The reopening of the train station also comes as Detroit apparently has turned the corner from national joke to national attraction. Nearly a decade from exiting its embarrassing bankruptcy, the motor city has stabilized its finances, improved city services, staunched the population losses that saw more than a million people leave since the 1950s, and made inroads in cleaning up blight across its 139 square miles.

Detroit now is a destination for conventions and meetings. Last month, Detroit set an attendance record for the NFL draft after more than 775,000 fans poured into downtown last month for the three-day event.

The buzz about Detroit “is very different nationally,” Bill Ford said.

“I think when people see a project like this it’ll really put an exclamation on that,” he added. “And when we’re trying to recruit people from around the country and around the world, wouldn’t you say to them then, ’Come to Detroit and let me show you where you can work and play and live, and also live affordably.’”

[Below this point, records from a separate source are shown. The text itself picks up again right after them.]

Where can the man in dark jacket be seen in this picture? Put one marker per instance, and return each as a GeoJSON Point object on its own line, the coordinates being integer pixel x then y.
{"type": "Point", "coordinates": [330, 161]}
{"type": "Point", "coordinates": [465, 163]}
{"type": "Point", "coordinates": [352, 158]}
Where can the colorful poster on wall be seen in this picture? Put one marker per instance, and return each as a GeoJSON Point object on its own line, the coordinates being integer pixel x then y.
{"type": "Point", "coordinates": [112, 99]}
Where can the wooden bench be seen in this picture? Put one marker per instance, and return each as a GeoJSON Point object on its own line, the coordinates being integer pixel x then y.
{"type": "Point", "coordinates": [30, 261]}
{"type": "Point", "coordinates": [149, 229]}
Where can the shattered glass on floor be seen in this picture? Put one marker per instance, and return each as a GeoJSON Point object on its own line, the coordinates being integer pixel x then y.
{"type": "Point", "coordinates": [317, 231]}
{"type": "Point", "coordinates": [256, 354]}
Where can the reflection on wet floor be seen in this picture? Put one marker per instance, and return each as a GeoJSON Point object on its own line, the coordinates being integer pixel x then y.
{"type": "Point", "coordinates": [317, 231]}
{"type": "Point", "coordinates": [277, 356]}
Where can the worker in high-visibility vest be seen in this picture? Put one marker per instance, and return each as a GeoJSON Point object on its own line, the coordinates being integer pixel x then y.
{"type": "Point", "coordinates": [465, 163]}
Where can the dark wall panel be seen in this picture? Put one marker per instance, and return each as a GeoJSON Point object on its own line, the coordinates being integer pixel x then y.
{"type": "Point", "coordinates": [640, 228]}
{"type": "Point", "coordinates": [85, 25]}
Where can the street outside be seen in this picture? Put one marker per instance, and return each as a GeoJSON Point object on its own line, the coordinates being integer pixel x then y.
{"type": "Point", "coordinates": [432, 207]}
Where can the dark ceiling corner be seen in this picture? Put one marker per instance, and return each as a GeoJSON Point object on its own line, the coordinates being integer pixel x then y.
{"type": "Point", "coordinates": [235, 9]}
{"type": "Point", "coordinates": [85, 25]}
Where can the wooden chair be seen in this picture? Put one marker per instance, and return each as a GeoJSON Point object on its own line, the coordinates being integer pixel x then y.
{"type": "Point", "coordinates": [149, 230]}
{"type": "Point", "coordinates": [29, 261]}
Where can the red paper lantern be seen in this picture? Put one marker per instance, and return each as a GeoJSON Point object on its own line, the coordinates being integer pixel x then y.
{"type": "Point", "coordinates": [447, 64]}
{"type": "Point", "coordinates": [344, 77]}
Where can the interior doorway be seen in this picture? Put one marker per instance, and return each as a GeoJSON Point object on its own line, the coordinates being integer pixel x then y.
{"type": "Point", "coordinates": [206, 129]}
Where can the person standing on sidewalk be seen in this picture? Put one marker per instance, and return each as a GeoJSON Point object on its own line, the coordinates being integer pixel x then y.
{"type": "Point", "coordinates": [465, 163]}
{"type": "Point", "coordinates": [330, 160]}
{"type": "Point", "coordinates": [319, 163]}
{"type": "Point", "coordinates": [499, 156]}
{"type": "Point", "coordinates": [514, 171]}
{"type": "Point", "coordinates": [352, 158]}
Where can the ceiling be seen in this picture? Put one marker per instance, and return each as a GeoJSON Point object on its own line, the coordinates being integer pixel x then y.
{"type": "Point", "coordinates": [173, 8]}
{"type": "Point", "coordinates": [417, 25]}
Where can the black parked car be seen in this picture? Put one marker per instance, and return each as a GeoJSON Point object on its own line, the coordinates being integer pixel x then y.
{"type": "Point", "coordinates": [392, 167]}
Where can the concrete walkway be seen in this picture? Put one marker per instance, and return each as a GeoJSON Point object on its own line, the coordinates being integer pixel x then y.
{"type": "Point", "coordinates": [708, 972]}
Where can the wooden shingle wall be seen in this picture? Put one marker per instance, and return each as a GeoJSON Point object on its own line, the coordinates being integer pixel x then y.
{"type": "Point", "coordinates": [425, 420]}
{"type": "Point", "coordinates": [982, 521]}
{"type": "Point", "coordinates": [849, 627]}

The significance of Michigan Central’s rebirth is not lost on Mayor Mike Duggan, whose administration has guided Detroit back to respectability since the city’s 2014 exit from the largest municipal bankruptcy in U.S. history.

“I’ve been waiting 40 years for this day and so have all long-time to Detroiters, so it’s going to be very special,” Duggan said last week. “It’ll be a very emotional day.”

“The abandoned train station was the national symbol of Detroit’s decline and bankruptcy,” he explained. “It was on the cover of Time magazine under the headline ‘bankruptcy.’ So the fact that not only has the city come back, but that the train station has come back in such a spectacular way and the place where we’re going to be designing the automobiles of the future. It’s now about the future, not about the past.”